Betrugsvorwürfe, dubiose Immobiliengeschäfte, Grabenkämpfe in der Führungsspitze der Kassenärztlichen Bundesvereinigung: Die Selbstverwaltung der Kassenärzte funktioniert nach Ansicht von Bundesgesundheitsminister Hermann Gröhe nicht mehr. Jetzt droht er ihr mit Entmachtung und hat eine Frist gesetzt.

Von Gerhard Schröder |
    Hermann Gröhe
    Bundesgesundheitsminister Hermann Gröhe reichen die Eskapaden bei der Kassenärztlichen Bundesvereinigung. (dpa / Kay Nietfeld)
    Undurchsichtige Immobiliengeschäfte, überhöhte Versorgungsleistungen, Grabenkämpfe im Vorstand – Gesundheitsminister Hermann Gröhe will sich das nicht länger bieten lassen. Und droht der Kassenärztlichen Bundesvereinigung jetzt mit staatlicher Zwangsverwaltung. Gröhe hat der KBV jetzt eine letzte Frist gesetzt. Bis zum kommenden Montag, bis zur nächsten Sitzung der Vertreterversammlung, dem obersten Parlament der organisierten Ärzteschaft, hat die Führungsspitze Zeit, den Laden in Ordnung zu bringen, sonst übernimmt ein Staatsbeauftragter die Geschäfte. Das hat Gröhe dem Vorstand der KBV jetzt in einem Brief angekündigt, wie Ministeriumssprecherin Katja Angeli heute bestätigte:
    "Ein Beauftragter wird eingesetzt nach Androhung. Diese Androhung ist jetzt erfolgt. Frist ist auch gesetzt, und wenn diese Frist verstreicht, dann wird ein Beauftragter eingesetzt werden."

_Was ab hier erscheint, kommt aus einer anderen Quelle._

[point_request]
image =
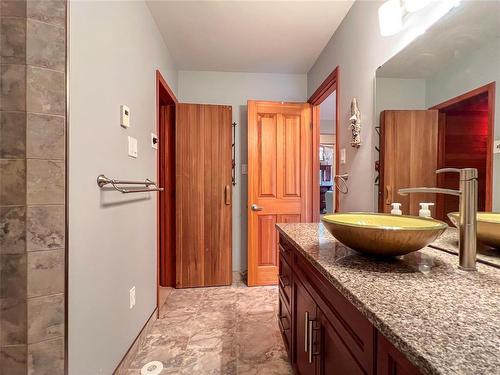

    Auf vier Seiten hat Gröhe in seinem Brief die Verfehlungen der KBV aufgelistet. Im Mittelpunkt steht dabei der frühere Vorstandschef der Kassenärzte, Andreas Köhler, der 2014 aus gesundheitlichen Gründen zurücktreten musste. Zuvor hatte er sich aber noch ein üppiges Ruhestandsgeld gesichert. Zu Unrecht, findet Gröhe und hat Strafanzeige gegen den früheren Ärztechef wegen Betrugs gestellt. Jetzt fordert er außerdem: Köhlers Nachfolger sollen alle rechtswidrig gezahlten Leistungen an den früheren KBV-Chef zurückfordern und alle Ansprüche für die Zukunft streichen. Sonst, so droht der Gesundheitsminister, werden Vorstand und Vertreterversammlung entmachtet und ein Staatskommissar übernimmt die Geschäfte.
    Angeli: "Wir verlangen von der KBV, dass diese Beschlüsse umgesetzt werden, die in diesen Verfahren angemahnt sind. Ziel ist es, Rechtsverletzungen zu beheben und die Funktionsfähigkeit der ärztlichen Selbstverwaltung dauerhaft sicherzustellen."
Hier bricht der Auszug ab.